TO THE EDITOR:
Chimeric antigen receptor T cells (CARTs) have now been used to treat children, adolescents, and young adults (CAYAs) with relapsed/refractory (R/R) B-cell acute lymphoblastic leukemia (B-ALL) for well over a decade. Although there is a wealth of publications on acute inflammatory toxicities related to CART,1-3 there is limited information on late effects. This gap is largely due to the relative novelty of CART and lack of systematic and longitudinal studies in long-term survivors.
In contrast, late-effects after hematopoietic cell transplant (HCT) are well-established. Although the role of post-CART HCT remains controversial due to the added toxicity4 and ability to achieve long-term cure in approximately half of patients receiving commercial tisagenlecleucel without HCT,5 it remains an important strategy.6 A consolidative HCT in those achieving post-CART remission to achieve long-term cure is often considered when experience regarding CART persistence is lacking, when there is early loss of B-cell aplasia, or minimal residual disease assays are concerning for impending relapse.7
Currently, there is no standard assessment measures of late effects following CART. However, the US Food and Drug Administration (FDA) provides limited guidance for long-term follow-up (LTFU) for gene therapy.8 This framework includes recommendations on key parameters, such as new malignancies, new incidence or exacerbation of a preexisting neurologic disorder, new incidence or exacerbation of a prior rheumatologic or other autoimmune disorder, new incidence of a hematologic disorder, and new infection (potentially product-related). Nevertheless, this approach does not comprehensively address all potential long-term issues. The study of late effects of therapies in the CAYA population has significant implications for quality-of-life especially in patients in long-term remission following CART. In the context of a patient population that largely proceeded to a consolidative HCT following treatment on a phase 1 CART trial, we sought to analyze late effects of patients who remain alive and in remission treated at our institution.

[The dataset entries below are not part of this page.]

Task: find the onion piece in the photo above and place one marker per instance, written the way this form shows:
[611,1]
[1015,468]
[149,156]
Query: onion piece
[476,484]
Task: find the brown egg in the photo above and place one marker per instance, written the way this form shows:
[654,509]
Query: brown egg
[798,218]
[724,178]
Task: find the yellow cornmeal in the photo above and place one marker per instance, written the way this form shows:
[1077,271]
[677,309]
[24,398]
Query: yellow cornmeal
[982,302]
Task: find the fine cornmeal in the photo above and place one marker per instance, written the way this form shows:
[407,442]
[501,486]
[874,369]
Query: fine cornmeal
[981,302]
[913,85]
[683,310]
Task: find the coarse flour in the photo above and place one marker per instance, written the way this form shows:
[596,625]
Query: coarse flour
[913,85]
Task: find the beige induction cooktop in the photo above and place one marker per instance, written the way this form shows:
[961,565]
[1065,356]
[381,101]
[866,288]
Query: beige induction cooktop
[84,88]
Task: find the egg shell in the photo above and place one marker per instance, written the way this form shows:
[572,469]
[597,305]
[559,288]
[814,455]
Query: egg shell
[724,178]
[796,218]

This review was an institutional review board approved retrospective evaluation to describe long-term outcomes (ClinicalTrials.gov identifier: NCT03827343) in CAYA with R/R B-ALL who received CART on 1 of our 3 phase 1 studies: CD19.28z (ClinicalTrials.gov identifier: NCT01593696), CD22.41BBz (ClinicalTrials.gov identifier: NCT02315612), or CD19/22.41BBz (ClinicalTrials.gov identifier: NCT0344839). The analysis cohort was comprised of CAYA patients who were ≥2 years following a CART-induced complete remission and had not received additional disease directed therapy with exception of a consolidative HCT. The primary objective was to describe late effects in this long-term (≥2 years after CART infusion) population. The study was conducted in accordance with the Declaration of Helsinki.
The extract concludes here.